Recent Advances in Scene Image Representation and Classification
- URL: http://arxiv.org/abs/2206.07326v1
- Date: Wed, 15 Jun 2022 07:12:23 GMT
- Title: Recent Advances in Scene Image Representation and Classification
- Authors: Chiranjibi Sitaula, Tej Bahadur Shahi, Faezeh Marzbanrad
- Abstract summary: We review the existing scene image representation methods that are being used widely for image classification.
We compare their performance both qualitatively (e.g., quality of outputs, pros/cons, etc.) and quantitatively (e.g., accuracy)
Overall, this survey provides in-depth insights and applications of recent scene image representation methods for traditional Computer Vision (CV)-based methods, Deep Learning (DL)-based methods, and Search Engine (SE)-based methods.

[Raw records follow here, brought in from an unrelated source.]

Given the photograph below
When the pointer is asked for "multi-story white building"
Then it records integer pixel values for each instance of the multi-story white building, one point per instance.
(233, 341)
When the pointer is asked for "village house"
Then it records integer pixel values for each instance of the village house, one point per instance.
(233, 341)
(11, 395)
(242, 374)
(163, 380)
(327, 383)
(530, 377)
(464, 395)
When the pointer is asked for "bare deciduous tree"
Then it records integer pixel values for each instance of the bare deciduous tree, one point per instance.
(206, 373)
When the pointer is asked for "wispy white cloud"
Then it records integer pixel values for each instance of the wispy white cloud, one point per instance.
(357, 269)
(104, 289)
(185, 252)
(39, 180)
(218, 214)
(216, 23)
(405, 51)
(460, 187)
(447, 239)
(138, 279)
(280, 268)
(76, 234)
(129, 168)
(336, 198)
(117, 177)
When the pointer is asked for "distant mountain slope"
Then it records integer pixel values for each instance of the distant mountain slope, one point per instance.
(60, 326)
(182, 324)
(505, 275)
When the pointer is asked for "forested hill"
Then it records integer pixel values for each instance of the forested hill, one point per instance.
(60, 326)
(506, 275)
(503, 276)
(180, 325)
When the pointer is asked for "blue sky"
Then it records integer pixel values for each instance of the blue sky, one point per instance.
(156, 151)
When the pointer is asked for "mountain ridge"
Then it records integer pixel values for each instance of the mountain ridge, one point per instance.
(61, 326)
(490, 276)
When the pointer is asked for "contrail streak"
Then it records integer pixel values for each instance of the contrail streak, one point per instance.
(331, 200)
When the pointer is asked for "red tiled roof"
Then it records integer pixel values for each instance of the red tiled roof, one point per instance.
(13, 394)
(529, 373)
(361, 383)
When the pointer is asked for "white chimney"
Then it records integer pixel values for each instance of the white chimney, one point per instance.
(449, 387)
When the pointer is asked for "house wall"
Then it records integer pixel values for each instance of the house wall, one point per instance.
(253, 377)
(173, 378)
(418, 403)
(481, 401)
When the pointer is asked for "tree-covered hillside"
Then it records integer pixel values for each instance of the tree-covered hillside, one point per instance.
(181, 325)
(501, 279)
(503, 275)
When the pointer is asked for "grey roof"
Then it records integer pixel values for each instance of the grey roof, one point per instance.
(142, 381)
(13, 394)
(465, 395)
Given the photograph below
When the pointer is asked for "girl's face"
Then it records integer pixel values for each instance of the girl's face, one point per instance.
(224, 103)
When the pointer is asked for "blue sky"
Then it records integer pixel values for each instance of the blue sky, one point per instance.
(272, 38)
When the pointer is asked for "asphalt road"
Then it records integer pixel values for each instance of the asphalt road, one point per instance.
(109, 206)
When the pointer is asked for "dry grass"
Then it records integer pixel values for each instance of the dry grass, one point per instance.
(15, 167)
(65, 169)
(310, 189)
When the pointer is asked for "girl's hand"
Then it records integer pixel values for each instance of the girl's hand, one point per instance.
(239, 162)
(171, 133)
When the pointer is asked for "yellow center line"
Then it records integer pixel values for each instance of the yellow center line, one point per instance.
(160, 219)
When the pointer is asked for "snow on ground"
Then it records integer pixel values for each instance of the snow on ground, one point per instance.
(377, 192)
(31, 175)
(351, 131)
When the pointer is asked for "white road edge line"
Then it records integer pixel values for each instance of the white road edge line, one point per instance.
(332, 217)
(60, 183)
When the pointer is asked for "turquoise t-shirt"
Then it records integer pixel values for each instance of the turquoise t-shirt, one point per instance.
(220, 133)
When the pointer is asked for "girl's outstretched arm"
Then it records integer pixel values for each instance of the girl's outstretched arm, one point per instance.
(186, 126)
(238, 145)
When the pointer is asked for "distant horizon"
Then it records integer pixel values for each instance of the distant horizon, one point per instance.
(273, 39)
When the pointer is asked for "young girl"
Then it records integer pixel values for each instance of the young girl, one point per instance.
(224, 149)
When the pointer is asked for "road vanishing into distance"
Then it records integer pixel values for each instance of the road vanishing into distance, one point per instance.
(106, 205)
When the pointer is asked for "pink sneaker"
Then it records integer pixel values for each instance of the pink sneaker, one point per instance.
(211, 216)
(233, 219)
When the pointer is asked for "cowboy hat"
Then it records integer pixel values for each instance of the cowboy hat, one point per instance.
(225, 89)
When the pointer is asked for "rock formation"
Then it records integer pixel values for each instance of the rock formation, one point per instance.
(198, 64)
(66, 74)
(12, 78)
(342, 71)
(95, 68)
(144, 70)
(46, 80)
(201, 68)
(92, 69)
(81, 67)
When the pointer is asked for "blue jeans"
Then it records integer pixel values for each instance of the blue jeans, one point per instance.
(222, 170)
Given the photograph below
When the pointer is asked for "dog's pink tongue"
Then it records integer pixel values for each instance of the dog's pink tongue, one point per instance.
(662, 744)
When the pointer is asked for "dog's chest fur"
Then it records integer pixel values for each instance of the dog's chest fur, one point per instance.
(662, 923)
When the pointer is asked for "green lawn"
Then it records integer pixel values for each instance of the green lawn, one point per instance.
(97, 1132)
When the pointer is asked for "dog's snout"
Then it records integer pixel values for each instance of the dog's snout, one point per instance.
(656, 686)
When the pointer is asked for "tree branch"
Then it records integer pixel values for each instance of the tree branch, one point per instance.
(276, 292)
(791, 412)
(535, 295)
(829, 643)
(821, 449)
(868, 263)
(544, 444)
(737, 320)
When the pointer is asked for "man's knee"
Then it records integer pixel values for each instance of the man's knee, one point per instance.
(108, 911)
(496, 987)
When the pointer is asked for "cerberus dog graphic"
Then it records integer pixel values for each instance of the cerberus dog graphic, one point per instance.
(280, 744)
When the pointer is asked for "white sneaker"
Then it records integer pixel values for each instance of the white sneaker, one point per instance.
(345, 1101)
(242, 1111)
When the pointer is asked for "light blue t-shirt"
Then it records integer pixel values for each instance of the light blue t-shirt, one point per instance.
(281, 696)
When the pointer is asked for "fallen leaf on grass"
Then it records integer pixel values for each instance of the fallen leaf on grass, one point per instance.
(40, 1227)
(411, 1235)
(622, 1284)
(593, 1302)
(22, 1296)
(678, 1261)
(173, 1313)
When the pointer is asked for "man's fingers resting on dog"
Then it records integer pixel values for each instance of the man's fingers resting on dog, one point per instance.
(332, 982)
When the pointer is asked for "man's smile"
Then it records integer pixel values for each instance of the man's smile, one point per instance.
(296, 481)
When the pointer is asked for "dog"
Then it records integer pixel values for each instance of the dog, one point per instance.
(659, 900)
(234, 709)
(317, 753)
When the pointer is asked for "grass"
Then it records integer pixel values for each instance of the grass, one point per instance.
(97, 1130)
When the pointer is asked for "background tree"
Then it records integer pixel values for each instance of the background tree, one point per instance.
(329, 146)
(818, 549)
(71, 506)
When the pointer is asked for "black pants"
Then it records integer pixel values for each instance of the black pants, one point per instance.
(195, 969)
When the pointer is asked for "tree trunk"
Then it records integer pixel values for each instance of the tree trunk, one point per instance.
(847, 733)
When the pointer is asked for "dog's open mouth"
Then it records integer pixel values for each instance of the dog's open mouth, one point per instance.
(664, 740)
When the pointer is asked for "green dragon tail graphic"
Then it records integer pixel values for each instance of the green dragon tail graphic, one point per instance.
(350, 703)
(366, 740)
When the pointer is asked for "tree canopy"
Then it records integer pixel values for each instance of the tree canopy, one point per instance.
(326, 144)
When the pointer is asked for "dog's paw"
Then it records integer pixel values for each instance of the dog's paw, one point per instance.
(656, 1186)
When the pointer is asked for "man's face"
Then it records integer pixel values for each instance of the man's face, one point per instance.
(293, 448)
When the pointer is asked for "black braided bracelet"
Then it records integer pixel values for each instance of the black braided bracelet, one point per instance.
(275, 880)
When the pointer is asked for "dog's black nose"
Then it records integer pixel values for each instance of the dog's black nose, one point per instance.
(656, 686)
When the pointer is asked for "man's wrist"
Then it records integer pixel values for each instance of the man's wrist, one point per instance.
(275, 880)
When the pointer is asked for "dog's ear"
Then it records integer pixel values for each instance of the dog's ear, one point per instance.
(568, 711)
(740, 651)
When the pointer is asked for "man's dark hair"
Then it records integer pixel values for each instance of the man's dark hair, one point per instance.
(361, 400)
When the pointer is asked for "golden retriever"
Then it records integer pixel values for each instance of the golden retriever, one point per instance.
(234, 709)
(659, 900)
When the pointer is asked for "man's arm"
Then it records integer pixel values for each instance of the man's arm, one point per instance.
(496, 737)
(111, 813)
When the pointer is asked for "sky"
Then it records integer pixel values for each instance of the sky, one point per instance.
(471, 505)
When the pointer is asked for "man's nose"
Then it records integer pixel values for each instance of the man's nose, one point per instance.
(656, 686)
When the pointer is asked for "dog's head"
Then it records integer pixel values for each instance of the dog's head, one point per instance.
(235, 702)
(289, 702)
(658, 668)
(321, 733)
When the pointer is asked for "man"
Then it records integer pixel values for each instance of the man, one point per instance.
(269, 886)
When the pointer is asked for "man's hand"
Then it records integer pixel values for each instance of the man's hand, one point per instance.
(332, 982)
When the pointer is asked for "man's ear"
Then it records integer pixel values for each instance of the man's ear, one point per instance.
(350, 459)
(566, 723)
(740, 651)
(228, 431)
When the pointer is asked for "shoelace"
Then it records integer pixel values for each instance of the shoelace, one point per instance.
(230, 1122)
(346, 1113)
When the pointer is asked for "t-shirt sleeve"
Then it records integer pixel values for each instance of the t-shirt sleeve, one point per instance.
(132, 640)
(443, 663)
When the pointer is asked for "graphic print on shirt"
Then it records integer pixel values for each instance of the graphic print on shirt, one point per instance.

- Score: 1.8369974607582584
- License: http://arxiv.org/licenses/nonexclusive-distrib/1.0/
- Abstract: With the rise of deep learning algorithms nowadays, scene image
representation methods on big data (e.g., SUN-397) have achieved a significant
performance boost in classification. However, the performance is still limited
because the scene images are mostly complex in nature having higher intra-class
dissimilarity and inter-class similarity problems. To deal with such problems,
there are several methods proposed in the literature with their own advantages
and limitations. A detailed study of previous works is necessary to understand
their pros and cons in image representation and classification. In this paper,
we review the existing scene image representation methods that are being used
widely for image classification. For this, we, first, devise the taxonomy using
the seminal existing methods proposed in the literature to this date. Next, we
compare their performance both qualitatively (e.g., quality of outputs,
pros/cons, etc.) and quantitatively (e.g., accuracy). Last, we speculate the
prominent research directions in scene image representation tasks. Overall,
this survey provides in-depth insights and applications of recent scene image
representation methods for traditional Computer Vision (CV)-based methods, Deep
Learning (DL)-based methods, and Search Engine (SE)-based methods.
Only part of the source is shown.